On a political level, Mr Donohoe would have been cognisant that any gains in the pockets of the many would quickly be lost if carbon taxes were imposed. That was apparently far more important than finally acknowledging that there is a price to be paid for saving the planet.

The Environmental Pillar umbrella group’s Oisin Coughlin put it best: “The Government’s U-turn on the carbon tax is a giant two fingers to younger generations who will face climate chaos unless we act to drastically cut pollution. A two fingers to everyone under 35, a two fingers to the Paris Agreement and a two fingers to the hundreds of millions of people already living with the devastating impacts of climate change in African, Asia and Latin America.

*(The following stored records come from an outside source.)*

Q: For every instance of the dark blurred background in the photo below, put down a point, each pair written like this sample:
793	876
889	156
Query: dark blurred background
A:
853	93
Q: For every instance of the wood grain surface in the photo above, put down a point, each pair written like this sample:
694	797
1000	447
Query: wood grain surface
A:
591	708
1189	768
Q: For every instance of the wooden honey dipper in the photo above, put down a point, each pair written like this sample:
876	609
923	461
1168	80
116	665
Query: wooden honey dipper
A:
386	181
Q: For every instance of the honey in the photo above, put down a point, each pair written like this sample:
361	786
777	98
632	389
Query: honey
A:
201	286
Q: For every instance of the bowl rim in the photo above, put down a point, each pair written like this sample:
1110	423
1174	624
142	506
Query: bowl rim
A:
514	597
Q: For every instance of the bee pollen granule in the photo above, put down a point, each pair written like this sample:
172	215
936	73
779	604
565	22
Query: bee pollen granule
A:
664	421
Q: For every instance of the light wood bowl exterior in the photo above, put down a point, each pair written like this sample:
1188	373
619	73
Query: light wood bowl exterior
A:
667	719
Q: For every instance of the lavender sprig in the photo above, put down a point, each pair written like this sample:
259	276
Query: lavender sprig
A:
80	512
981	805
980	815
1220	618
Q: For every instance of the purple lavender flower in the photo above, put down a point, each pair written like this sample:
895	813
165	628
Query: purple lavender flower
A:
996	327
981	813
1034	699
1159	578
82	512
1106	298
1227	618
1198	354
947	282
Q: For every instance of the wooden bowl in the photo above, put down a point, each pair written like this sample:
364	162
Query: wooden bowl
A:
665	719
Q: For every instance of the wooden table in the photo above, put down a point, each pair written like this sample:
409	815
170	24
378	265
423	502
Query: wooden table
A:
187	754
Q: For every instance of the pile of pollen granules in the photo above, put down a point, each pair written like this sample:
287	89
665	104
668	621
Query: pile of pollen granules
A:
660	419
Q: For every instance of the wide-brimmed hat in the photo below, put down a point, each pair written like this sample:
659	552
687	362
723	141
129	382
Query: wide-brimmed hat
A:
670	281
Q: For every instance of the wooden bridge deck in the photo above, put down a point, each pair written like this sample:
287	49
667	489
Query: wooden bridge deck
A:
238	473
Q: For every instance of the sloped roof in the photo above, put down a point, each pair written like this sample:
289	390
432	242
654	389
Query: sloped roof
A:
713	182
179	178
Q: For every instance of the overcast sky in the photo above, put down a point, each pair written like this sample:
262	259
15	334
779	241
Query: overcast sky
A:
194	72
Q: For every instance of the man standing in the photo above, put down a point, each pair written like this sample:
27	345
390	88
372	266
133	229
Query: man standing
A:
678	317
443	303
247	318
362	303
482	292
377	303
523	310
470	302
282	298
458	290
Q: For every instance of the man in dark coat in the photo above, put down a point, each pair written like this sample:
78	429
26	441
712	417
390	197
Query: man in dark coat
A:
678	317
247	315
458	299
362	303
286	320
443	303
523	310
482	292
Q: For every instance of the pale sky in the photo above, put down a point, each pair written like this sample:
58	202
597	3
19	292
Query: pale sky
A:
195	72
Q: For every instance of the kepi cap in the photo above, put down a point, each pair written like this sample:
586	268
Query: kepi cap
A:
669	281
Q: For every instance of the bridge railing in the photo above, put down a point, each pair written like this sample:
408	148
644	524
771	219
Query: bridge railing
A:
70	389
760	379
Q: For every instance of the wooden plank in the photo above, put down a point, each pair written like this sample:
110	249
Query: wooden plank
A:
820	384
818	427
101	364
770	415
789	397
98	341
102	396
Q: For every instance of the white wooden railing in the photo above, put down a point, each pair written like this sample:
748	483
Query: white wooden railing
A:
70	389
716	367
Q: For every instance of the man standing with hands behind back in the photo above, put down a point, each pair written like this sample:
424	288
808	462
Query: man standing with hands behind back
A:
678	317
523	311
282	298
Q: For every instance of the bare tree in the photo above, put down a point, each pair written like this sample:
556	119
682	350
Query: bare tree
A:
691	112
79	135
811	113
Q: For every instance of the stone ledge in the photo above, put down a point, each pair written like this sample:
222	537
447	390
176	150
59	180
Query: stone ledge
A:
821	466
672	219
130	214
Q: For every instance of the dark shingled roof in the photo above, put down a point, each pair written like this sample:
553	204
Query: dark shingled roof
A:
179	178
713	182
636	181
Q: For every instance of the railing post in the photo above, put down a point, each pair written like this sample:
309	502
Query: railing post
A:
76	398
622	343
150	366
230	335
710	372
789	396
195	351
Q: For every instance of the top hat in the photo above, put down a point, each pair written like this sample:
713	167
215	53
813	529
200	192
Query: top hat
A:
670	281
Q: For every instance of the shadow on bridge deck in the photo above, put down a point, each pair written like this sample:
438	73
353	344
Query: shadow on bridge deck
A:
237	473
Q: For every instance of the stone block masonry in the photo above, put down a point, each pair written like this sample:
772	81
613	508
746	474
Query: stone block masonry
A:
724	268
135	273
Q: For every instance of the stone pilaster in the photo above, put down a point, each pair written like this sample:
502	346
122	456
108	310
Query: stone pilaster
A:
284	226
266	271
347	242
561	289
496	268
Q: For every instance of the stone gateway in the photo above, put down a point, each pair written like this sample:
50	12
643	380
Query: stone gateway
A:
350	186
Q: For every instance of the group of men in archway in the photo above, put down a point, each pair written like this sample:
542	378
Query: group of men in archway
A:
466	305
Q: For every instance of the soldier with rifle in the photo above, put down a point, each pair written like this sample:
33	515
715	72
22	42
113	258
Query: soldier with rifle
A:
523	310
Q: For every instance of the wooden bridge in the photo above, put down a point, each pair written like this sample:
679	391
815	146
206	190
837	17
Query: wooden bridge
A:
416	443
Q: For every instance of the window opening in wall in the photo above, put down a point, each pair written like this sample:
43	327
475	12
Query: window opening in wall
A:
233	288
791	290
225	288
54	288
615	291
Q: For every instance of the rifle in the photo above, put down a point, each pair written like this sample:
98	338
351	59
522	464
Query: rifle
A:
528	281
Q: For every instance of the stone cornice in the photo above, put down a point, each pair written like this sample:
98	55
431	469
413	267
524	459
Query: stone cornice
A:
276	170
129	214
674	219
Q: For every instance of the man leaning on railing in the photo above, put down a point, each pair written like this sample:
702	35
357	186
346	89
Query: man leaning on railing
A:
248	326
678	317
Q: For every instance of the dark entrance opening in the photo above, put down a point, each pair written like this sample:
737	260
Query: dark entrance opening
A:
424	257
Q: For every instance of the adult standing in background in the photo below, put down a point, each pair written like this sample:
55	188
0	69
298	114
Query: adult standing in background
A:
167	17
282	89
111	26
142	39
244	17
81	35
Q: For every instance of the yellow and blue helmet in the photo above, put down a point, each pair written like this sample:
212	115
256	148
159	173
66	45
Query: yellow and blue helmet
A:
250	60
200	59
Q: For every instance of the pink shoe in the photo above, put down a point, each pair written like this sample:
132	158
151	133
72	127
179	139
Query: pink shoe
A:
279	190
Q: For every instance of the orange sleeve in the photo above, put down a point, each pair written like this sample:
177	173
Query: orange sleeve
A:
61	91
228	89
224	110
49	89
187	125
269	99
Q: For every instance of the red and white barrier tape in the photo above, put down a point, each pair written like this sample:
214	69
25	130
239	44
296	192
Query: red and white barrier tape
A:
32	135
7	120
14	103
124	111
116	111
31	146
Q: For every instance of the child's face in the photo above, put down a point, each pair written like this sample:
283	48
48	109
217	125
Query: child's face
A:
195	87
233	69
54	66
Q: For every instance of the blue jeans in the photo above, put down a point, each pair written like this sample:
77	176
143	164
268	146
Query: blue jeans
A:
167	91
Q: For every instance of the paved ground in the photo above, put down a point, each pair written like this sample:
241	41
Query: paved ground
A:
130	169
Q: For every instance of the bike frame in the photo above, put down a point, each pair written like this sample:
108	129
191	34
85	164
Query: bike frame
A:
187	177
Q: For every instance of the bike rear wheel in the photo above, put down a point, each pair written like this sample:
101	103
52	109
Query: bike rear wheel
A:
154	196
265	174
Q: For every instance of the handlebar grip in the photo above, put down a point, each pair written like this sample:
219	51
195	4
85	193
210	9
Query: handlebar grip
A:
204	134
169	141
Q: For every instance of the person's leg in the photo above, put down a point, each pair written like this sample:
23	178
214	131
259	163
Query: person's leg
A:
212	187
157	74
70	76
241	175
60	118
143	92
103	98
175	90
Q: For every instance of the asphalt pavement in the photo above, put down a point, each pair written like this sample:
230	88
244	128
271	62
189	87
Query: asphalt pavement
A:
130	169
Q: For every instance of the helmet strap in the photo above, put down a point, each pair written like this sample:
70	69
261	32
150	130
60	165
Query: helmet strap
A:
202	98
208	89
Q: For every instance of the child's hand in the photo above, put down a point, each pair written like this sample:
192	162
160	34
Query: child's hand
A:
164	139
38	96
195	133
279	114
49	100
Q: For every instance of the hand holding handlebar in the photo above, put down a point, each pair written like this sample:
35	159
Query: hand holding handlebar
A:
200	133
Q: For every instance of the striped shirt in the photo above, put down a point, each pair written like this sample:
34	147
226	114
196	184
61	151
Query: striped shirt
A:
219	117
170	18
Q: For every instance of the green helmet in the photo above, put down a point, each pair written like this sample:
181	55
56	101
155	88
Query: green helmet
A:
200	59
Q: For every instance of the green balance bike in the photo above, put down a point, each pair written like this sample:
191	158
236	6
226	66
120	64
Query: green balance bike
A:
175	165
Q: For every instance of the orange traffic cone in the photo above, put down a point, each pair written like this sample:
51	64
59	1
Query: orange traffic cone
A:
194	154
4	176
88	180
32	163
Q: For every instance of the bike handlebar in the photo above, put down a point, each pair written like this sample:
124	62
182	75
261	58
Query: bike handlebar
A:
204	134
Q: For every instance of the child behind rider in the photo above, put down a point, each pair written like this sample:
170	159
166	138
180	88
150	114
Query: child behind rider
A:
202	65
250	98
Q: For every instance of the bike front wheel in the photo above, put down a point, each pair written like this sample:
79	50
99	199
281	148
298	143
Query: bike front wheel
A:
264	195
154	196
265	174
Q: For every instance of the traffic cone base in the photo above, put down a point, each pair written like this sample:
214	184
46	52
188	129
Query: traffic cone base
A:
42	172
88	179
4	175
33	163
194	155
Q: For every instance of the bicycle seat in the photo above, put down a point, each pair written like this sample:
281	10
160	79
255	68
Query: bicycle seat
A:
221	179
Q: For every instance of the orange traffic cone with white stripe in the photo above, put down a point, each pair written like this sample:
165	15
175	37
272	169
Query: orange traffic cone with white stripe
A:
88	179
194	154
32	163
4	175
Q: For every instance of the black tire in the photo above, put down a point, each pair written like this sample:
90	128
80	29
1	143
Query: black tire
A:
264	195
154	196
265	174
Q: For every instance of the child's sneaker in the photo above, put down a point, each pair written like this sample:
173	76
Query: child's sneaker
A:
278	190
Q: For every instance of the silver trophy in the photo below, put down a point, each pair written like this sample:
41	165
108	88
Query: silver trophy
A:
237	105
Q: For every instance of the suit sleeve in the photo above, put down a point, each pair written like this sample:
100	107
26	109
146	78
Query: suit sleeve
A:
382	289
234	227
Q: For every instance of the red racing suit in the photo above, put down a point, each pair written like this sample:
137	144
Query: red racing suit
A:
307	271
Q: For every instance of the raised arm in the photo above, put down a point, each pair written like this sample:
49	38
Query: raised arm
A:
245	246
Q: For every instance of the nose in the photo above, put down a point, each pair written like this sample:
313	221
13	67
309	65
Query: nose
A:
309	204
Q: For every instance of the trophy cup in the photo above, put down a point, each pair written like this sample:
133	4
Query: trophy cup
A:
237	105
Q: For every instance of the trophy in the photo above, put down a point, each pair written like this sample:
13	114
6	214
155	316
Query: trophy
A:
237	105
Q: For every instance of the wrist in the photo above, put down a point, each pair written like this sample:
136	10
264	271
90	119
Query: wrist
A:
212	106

A more mundane and less urgent issue in terms of the planet was the failure to address the domestic issue that dare not speak its name —third-level funding.The minister mentioned €1.4 billion for education but made no mention of the crisis in the third level sector and the refusal of the whole political system to address it.

“This is a caring and responsible budget for a modern Ireland,” he said.

For the first time in a decade we have balanced our books. We are more secure as a country and better able to care for people and families.

Not so, declared a succession of opposition politicians. First up were Fianna Fáil’s Michael McGrath and Barry Cowen. They stood on high indignation at the heartless and crass attempt by Fine Gael to be inclusive. They huffed and puffed, but had to duck for fear of a belt from the blowback.

Pearse Doherty, by contrast, gave good, old-fashioned anger. He made a valid point about “Amanda” - the teenager living in a hotel room whose story was recently highlighted on RTÉ. Mr Donohoe had mentioned that this was his third budget (the first was as Minister for Public Expenditure). Mr Doherty made the point that at the time of the minister’s first budget Amanda had no home, as was the case for his second budget and now remains the case for this third.

“There are tens of thousands of Amandas out there.” On the whole, Mr Doherty gave the best speech of the day simply because he touched all bases, made a case for all interests and felt all pain. Whether our country and our people would be better off with his plans is a moot point, but he certainly harked back to a time when Budget Day got the blood rising and the rhetoric flowing.